A Comparison of Statistical and Geometric Reconstruction Techniques: Guidelines for Correcting Fossil Hominin Crania

My MSc looked at the reconstruction of fossils that have been damaged during their fossilisation. For example, much of the hominin (essentially bipedal apes — humans and our ancestors) fossil material from South Africa has been found in infilled and collapsed caves. The weight of all these sediments, and the collapse of various cavities associated with the caves, has compressed the fossils, damaging many of them. If we want to study them, we need to somehow account for this damage. My thesis is an application of computer science (especially computer graphics) to palaeoanthropology, with a good deal of mathematics and statistics thrown in on the side. A large portion of this work was implemented in R and C++.

The degree was awarded with distinction, and was supervised by James Gain and Rebecca Rogers Ackermann.


You can download the full version of my thesis here, or from UCT’s Computer Science department’s digital library. There is also a list of errata available here, or from the the departmental digital library.


Mrs Ples — STS 5

My data came from measurements made using contact digitisers, CT, and photogrammetric measurements. The above is a surface model I constructed using CT data.

The study of human evolution centres, to a large extent, around the study of fossil morphology, including the comparison and interpretation of these remains within the context of what is known about morphological variation within living species. However, many fossils suffer from environmentally caused damage (taphonomic distortion) which hinders any such interpretation: fossil material may be broken and fragmented while the weight and motion of overlaying sediments can cause their plastic distortion. To date, a number of studies have focused on the reconstruction of such taphonomically damaged specimens. These studies have used myriad approaches to reconstruction, including thin plate spline methods, mirroring, and regression-based approaches. The efficacy of these techniques remains to be demonstrated, and it is not clear how different parameters (e.g., sample sizes, landmark density, etc.) might effect their accuracy.

In order to partly address this issue, this thesis examines three techniques used in the virtual reconstruction of fossil remains by statistical or geometrical means: mean substitution, thin plate spline warping (TPS), and multiple linear regression. These methods are compared by reconstructing the same sample of individuals using each technique. Samples drawn from Homo sapiens, Pan troglodytes, Gorilla gorilla, and various hominin fossils are reconstructed by iteratively removing then estimating the landmarks. The testing determines the methods’ behaviour in relation to the extant of landmark loss (i.e., amount of damage), reference sample sizes (this being the data used to guide the reconstructions), and the species of the population from which the reference samples are drawn (which may be different to the species of the damaged fossil).

Thesis image

The bulk of the correction techniques were written in R, as was the comparison and visualisation of the results.

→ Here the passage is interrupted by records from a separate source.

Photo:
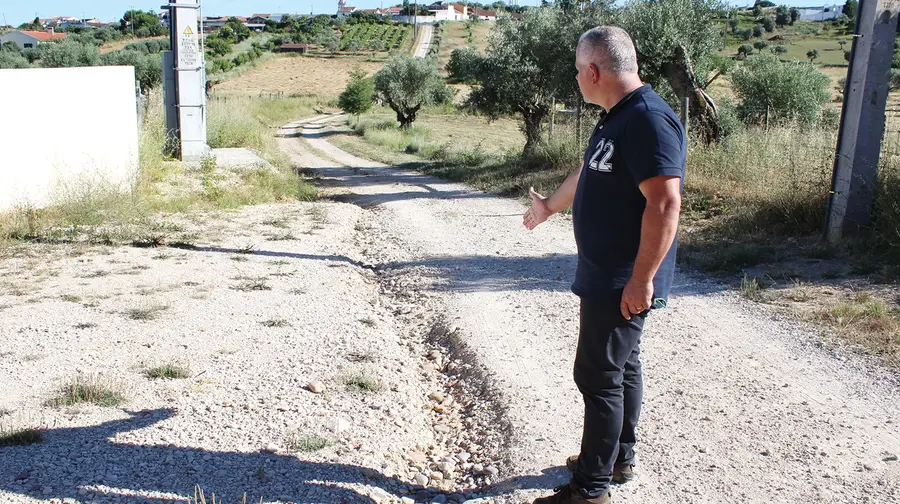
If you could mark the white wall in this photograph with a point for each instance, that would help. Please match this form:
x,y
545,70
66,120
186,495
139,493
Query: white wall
x,y
64,131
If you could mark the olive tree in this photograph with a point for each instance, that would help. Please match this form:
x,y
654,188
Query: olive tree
x,y
531,62
792,91
68,54
675,38
359,95
407,84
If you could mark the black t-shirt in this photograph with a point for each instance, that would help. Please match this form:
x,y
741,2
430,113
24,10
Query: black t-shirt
x,y
640,137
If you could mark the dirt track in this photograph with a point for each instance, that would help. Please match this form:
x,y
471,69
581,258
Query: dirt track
x,y
740,405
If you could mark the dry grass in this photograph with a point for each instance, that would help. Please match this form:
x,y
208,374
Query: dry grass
x,y
145,312
362,383
321,77
88,389
296,442
252,284
867,322
98,216
19,436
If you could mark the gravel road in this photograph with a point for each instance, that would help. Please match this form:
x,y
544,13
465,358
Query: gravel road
x,y
741,405
405,340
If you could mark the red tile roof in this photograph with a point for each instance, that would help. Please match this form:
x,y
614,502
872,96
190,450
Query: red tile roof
x,y
44,36
485,13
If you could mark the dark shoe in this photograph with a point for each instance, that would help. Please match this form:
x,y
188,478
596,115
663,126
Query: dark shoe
x,y
621,474
568,494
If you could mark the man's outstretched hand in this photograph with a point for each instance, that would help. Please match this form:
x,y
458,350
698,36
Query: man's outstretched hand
x,y
539,211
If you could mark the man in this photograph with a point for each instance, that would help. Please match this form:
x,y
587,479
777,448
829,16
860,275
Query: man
x,y
625,199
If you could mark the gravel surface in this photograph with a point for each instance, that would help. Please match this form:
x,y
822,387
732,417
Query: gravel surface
x,y
270,303
418,332
741,404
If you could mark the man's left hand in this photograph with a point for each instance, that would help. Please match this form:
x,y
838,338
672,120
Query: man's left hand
x,y
636,298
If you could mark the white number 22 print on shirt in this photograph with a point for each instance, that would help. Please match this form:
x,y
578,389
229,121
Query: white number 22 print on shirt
x,y
606,148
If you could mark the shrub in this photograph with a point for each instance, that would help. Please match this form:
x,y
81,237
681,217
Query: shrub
x,y
353,45
147,67
463,64
407,84
782,16
11,47
786,91
13,60
217,46
728,119
359,95
68,54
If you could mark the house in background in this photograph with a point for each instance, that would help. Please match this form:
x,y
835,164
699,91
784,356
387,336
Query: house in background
x,y
27,39
58,21
343,9
450,12
824,13
484,15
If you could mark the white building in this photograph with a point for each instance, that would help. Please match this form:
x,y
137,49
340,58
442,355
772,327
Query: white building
x,y
26,39
824,13
450,12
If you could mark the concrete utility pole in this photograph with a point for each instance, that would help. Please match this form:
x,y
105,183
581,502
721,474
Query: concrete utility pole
x,y
862,119
184,80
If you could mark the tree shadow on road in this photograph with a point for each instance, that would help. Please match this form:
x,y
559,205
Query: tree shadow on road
x,y
86,463
88,459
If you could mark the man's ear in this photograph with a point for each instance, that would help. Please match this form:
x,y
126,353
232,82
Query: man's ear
x,y
595,73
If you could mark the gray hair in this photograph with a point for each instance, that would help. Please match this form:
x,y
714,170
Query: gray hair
x,y
610,48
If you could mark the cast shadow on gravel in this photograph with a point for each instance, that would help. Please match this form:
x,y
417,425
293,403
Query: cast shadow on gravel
x,y
83,459
52,469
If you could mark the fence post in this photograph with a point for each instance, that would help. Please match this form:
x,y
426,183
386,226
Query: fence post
x,y
862,119
552,116
578,122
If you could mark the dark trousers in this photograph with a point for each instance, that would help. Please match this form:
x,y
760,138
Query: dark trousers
x,y
608,374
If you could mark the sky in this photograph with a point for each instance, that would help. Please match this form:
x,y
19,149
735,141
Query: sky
x,y
16,12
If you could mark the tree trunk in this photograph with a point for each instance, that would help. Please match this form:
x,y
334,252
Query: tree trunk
x,y
533,120
681,77
408,118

Given a large enough reference sample, the regression-based method is shown to produce the most accurate reconstructions. Various parameters effect this: when using small reference samples drawn from a population of the same species as the damaged specimen, thin plate splines is the better method, but only as long as there is little damage. As the damage becomes severe (missing 30% of the landmarks, or more), mean substitution should be used instead: thin plate splines are shown to have a rapid error growth in relation to the amount of damage. When the species of the damaged specimen is unknown, or it is the only known individual of its species, the smallest reconstruction errors are obtained with a regression-based approach using a large reference sample drawn from a living species. Testing shows that reference sample size (combined with the use of multiple linear regression) is more important than morphological similarity between the reference individuals and the damaged specimen.

The main contribution of this work are recommendations to the researcher on which of the three methods to use, based on the amount of damage, number of reference individuals, and species of the reference individuals.